Perempuan kelahiran Malang, 2 Desember 1987 ini memilih memasyarakatkan dongeng sebagai sarana komunikasi interaktif orangtua dan anak. Lulusan Master Psikologi Anak,Universitas Indonesia ini juga nekat mencetak buku dongeng sendiri. Tak sia-sia, delapan buku cerita anak-anak dengan bendera Rabbit Hole laris di pasaran.
Bagaimana awal mula bisa mencetak buku cerita anak?
Saya memiliki latar belakang pendidikan psikologi dan berprofesi sebagai psikolog anak. Ketika praktik, saya menemukan banyaknya masalah komunikasi antara orangtua dan anak. Saya kemudian melakukan riset dan menemukan bahwa solusi yang bisa dilakukan agar komunikasi yang terjalin antara orangtua dan anak berjalan baik adalah lewat buku cerita.

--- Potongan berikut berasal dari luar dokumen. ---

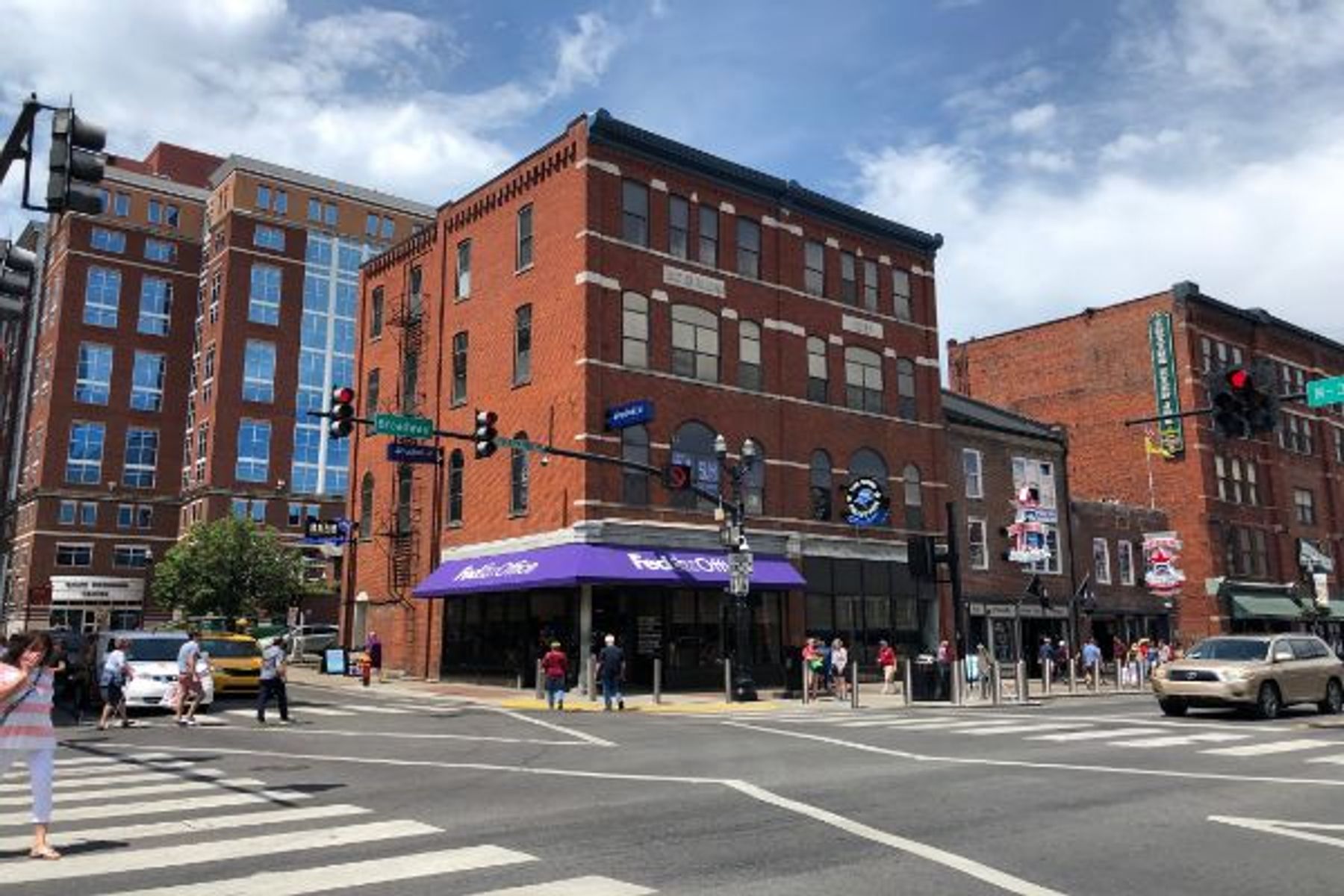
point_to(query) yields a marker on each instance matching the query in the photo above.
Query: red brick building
(617, 277)
(1245, 508)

Saya kemudian mempraktikan dengan membacakan buku cerita kepada anak-anak. Hasilnya, terjadi bonding yang kuat antara saya dan anak-anak yang saya bacakan buku cerita tadi. Nah, kalau saya saja bisa menjalin hubungan yang baik dengan anak-anak lewat buku cerita, tentu akan lebih maksimal kalau ini dilakukan orangtua secara rutin, karena merekalah yang sehari-harinya bersama anak tersebut.
Saya terus mengedukasi orangtua dan memberikan masukan untuk membacakan buku cerita. Dari hasil diskusi dengan orangtua, saya mendapatkan masukan yang akhirnya mendorong saya untuk menulis buku cerita.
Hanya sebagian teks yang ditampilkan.